Two hours later, Suzu kicked Mills’ body into a corner, frowning as they’d broken the man after but five minutes of torture, even gotten him to reveal the location where they’d dumped Wuffers but out of spite, each group members had gotten a good half hour of violence in before the coordinator’s body had finally tapped out. Cracking her knuckles and wiping a bit of blood from her face, Rydia pulled out a bottle of gasoline from the Heero Hole and eyeing her fellow members, grinned when they sprung into action, HAX preparing a match, and Blade going out into the hallway to make sure no one was coming.

Moving in sync with Suzu, Rydia helped move Mills into the center of the room and making sure to douse the man enough, moved out of the way as HAX lit his match and let it drop, fire erupting within the room, chasing away the dark shadows. “Now, about those scientists…”
--------------------

“I’m not hallucinating, am I?”

“No…though I wish I was,” came Suzu’s quick reply, after which a loud groan was issued.
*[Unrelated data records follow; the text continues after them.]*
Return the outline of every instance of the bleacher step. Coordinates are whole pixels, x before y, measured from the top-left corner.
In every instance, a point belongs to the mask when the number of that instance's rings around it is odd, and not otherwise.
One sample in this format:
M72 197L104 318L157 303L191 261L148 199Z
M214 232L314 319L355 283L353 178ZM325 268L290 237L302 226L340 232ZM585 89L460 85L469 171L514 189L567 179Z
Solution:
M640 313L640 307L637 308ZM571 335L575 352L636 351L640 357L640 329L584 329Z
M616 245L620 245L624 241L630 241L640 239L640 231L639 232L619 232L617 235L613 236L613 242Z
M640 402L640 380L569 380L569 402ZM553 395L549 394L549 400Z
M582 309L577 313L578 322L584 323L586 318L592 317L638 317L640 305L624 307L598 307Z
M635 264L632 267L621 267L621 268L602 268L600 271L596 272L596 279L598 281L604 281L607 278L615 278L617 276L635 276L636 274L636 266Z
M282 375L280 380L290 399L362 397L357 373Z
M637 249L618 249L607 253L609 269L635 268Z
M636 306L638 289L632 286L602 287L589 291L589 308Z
Before the SB members laid a scene unlike any other, for not only had the scientists situated before them experimented on Wuffers extensively, they’d also drawn vast amounts of blood, containers of which littered a nearby tabletop but the most disconcerting aspect of the proceedings was the behavior of the scientists themselves.

Of the dozen men, one had stripped himself of clothes and was currently marking any and all corners of the room for himself, while another frantically postured himself before a chair and was chanting rhythmically about Colin Mochrie. Two of the scientists were meticulously taking apart a twinkle, whispering to each other in hushed tones, examining the snack food underneath a microscope. “Don’t tell me they…” Rydia jumped as one of the men suddenly howled and latched onto her leg, gnawing at a certain part determinedly, a tic forming on her forehead, Rydia sighed and gently patted the man-turned-wolf’s head before taking a step forward. Blade stared into a certain corner, and turned wide eyes towards HAX, a hand raised to point, “He’s not going to do what I think he is with that table leg, is he?”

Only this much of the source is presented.